Katlav est situé dans le grand moshav de Nes Harim. Il s’agit d’un plus petit domaine détenu par Yossi Itach, un homme affable et délicat. Nous avons pu déguster 4 vins avec un couple d’américains relativement insupportables, qui avaient cette fâcheuse tendance à se prendre pour des experts (je ferai un article un jour sur ce sujet de l’expertise…). Bref, voici les vins dégustés :

  • Rosé : très forte première impression. Ce rosé envoie du lourd. Il s’agit d’un mix de cépages bordelais vinifiés en blancs. On retrouve donc du pur fruit et de la structure quasi tannique, sans la lourdeur associée. Ca se boit très bien.
  • 100% Petit Verdot : assez intéressant, bien structuré, avec des tanins bien fondus malgré la jeunesse du vin. Je n’avais jamais gouté un vin uniquement composé de petit verdot auparavant donc je n’avais pas beaucoup de points de repères.
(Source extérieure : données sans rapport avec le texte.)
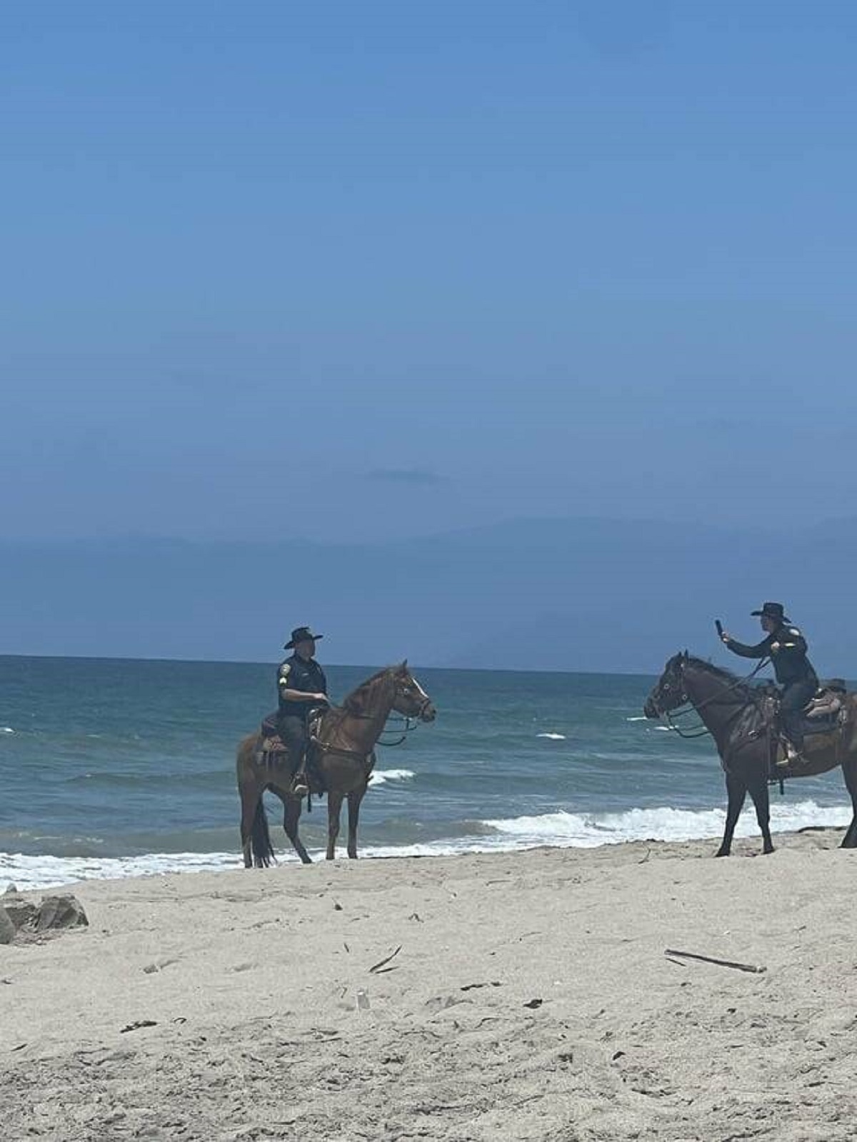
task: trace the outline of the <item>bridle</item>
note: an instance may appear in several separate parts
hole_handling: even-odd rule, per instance
[[[398,698],[405,697],[407,690],[411,685],[417,685],[417,687],[422,690],[422,686],[419,686],[418,683],[416,683],[415,679],[413,677],[410,677],[410,675],[408,676],[407,683],[405,685],[402,685],[400,682],[397,682],[395,690],[393,692],[393,703],[395,703],[395,700]],[[385,748],[394,748],[397,746],[401,746],[402,742],[407,739],[408,734],[413,733],[415,730],[417,730],[419,727],[421,723],[425,719],[425,714],[428,710],[428,707],[431,705],[432,705],[431,698],[428,697],[428,694],[424,693],[423,694],[423,699],[419,702],[419,706],[417,708],[416,714],[405,714],[405,715],[400,715],[398,718],[392,718],[393,722],[395,722],[399,725],[401,725],[401,730],[389,731],[386,729],[386,722],[391,721],[390,715],[387,715],[384,729],[378,734],[378,738],[377,738],[375,745],[376,746],[384,746]],[[373,721],[373,718],[375,718],[377,716],[375,714],[359,714],[355,710],[349,710],[349,709],[346,709],[346,713],[347,713],[349,717],[360,718],[360,719],[367,721],[367,722]],[[397,710],[397,714],[398,713],[399,711]],[[392,714],[392,707],[391,707],[391,714]],[[400,733],[400,737],[395,741],[382,741],[381,740],[382,737],[385,733],[389,733],[389,732]],[[349,758],[351,758],[353,761],[359,761],[362,764],[366,764],[366,762],[373,756],[374,748],[375,748],[375,747],[373,747],[373,749],[370,749],[368,754],[365,754],[365,753],[362,753],[359,749],[346,749],[343,746],[334,746],[334,745],[330,745],[328,742],[322,741],[320,738],[314,738],[314,737],[312,738],[312,743],[315,746],[315,748],[321,754],[333,754],[333,755],[336,755],[337,757],[349,757]]]
[[[678,664],[678,669],[681,671],[682,683],[684,683],[684,666],[687,661],[688,659],[686,657],[681,658]],[[740,687],[745,686],[748,682],[751,682],[759,674],[760,670],[764,669],[764,667],[768,665],[769,661],[770,661],[769,658],[761,659],[756,664],[755,668],[751,670],[748,675],[746,675],[746,677],[736,678],[735,682],[728,685],[722,693],[712,694],[711,698],[706,698],[705,701],[699,702],[699,705],[691,702],[690,699],[688,698],[687,684],[684,684],[680,690],[679,701],[672,708],[662,707],[660,703],[657,701],[657,699],[654,698],[651,699],[651,705],[655,708],[655,713],[658,714],[666,722],[668,727],[673,730],[675,733],[678,733],[680,738],[684,738],[686,740],[692,740],[695,738],[705,738],[711,733],[711,730],[704,723],[700,723],[700,725],[694,726],[691,730],[688,731],[683,730],[680,725],[676,725],[674,718],[687,717],[691,713],[698,715],[700,710],[706,709],[708,706],[722,706],[723,699],[728,694],[734,693],[736,690],[739,690]],[[670,689],[672,689],[672,686]],[[756,707],[759,705],[752,694],[750,695],[750,702],[752,702]],[[689,706],[690,708],[681,709],[682,706]],[[744,707],[739,706],[736,709],[732,717],[729,718],[729,721],[727,722],[727,725],[729,725],[736,717],[738,717],[743,708]]]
  • 100% Syrah : au départ j’étais pas vraiment convaincu, mais la finale longue et fraiche (légèrement mentholée), apportait un équilibre bienvenu à ce vin bien fait. Aucune comparaison avec le précédent ! Là, on retrouve une vraie expression de terroir, et la minéralité des roches pauvres des collines de Judée.
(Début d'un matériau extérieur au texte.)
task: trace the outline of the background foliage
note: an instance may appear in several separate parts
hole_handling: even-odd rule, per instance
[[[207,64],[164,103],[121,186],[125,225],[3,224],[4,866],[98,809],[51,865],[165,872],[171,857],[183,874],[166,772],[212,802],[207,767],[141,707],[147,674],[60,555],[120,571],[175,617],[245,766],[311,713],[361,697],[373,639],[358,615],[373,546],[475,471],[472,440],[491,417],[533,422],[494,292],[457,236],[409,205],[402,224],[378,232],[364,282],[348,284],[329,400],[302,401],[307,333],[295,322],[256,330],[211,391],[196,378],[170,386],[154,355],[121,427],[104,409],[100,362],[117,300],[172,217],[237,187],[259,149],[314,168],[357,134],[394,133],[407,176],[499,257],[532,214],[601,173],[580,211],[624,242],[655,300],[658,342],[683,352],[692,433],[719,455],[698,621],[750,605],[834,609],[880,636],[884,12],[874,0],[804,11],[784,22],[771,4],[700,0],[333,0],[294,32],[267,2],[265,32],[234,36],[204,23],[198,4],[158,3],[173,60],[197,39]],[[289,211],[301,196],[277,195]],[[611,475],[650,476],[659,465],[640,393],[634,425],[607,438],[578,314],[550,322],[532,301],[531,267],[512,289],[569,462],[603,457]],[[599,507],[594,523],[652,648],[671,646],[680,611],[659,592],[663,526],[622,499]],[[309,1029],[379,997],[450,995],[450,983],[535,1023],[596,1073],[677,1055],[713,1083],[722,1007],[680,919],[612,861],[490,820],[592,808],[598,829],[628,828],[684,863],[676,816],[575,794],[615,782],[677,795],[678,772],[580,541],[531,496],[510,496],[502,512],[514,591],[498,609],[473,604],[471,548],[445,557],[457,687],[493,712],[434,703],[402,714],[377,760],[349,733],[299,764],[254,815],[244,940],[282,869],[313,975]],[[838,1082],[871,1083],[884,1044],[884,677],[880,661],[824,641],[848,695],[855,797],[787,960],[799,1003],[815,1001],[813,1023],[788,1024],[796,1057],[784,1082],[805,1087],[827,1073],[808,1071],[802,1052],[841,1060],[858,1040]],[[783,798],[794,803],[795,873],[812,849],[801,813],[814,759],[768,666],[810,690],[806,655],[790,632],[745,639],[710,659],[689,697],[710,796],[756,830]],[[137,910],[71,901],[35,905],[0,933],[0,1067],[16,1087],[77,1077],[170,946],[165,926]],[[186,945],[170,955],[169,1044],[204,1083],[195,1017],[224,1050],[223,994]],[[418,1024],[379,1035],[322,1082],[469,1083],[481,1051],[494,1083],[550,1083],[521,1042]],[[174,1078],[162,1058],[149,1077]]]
  • Cabernet Sauvignon Single Vineyard : apparemment une de leurs cuvées phares. Au départ fermé mais, au bout d’une demi heure et de crampe au poignet, ça envoie ! Pour la première fois sur un vin israélien je retrouve les caractéristiques gustatives d’un grand bordeaux.
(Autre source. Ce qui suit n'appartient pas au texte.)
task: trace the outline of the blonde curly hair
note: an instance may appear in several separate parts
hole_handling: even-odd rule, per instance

Une des bouteilles de la dégustation, assez original

Yossi nous rejoint ensuite pour discuter et c’est là que la magie opère, tant la passion du type est contagieuse. Il n’utilise jamais de bois neuf. C’est une différence fondamentale qui le distingue de ses camarades, et qui explique — en partie — pourquoi j’ai largement préféré cette dégustation à la précédente. Son élevage est lent, pas moins de 24 mois et parfois jusqu’à 5 ans ! Il produit plein de cuvées différentes au gré de ses envies, de ce qu’il a en fûts et des millésimes. Il nous a montré quelques barriques gentiment assises là depuis 2012, qu’il garde pour une cuvée d’exception. Cette démarche est géniale. On laisse le vin en fût s’exprimer, et ensuite on voit. Yossi ne soufre que très peu ses vins ce qui se traduit par de très faibles doses résiduelles après la mise en bouteille. Sa cuverie est minuscule et ses fûts sont éparpillés à droite à gauche. Il a tout construit lui-même, en prenant soin d’isoler les bâtiments contre les fortes chaleurs estivales. Ce type a une passion communicative et ne compte pas ses heures pour sortir des vins fins et élégants. Les prix sont tout de même très (trop ?) élevés et nous ont surpris. Le dernier vin — le meilleur parmi ceux dégustés — était à 85 euros la bouteille tout de même. A titre de comparaison, c’est le prix d’un excellent châteauneuf-du-pape (Clos des Papes ou Domaine Pégau).

C’est donc avec un nouveau regard que nous avons quitté la région. Il existe de nombreux autres vignobles intéressants, comme par exemple Flam, Tzora, Sea Horse, Bravdo, Moni, etc. que nous retournerons visiter.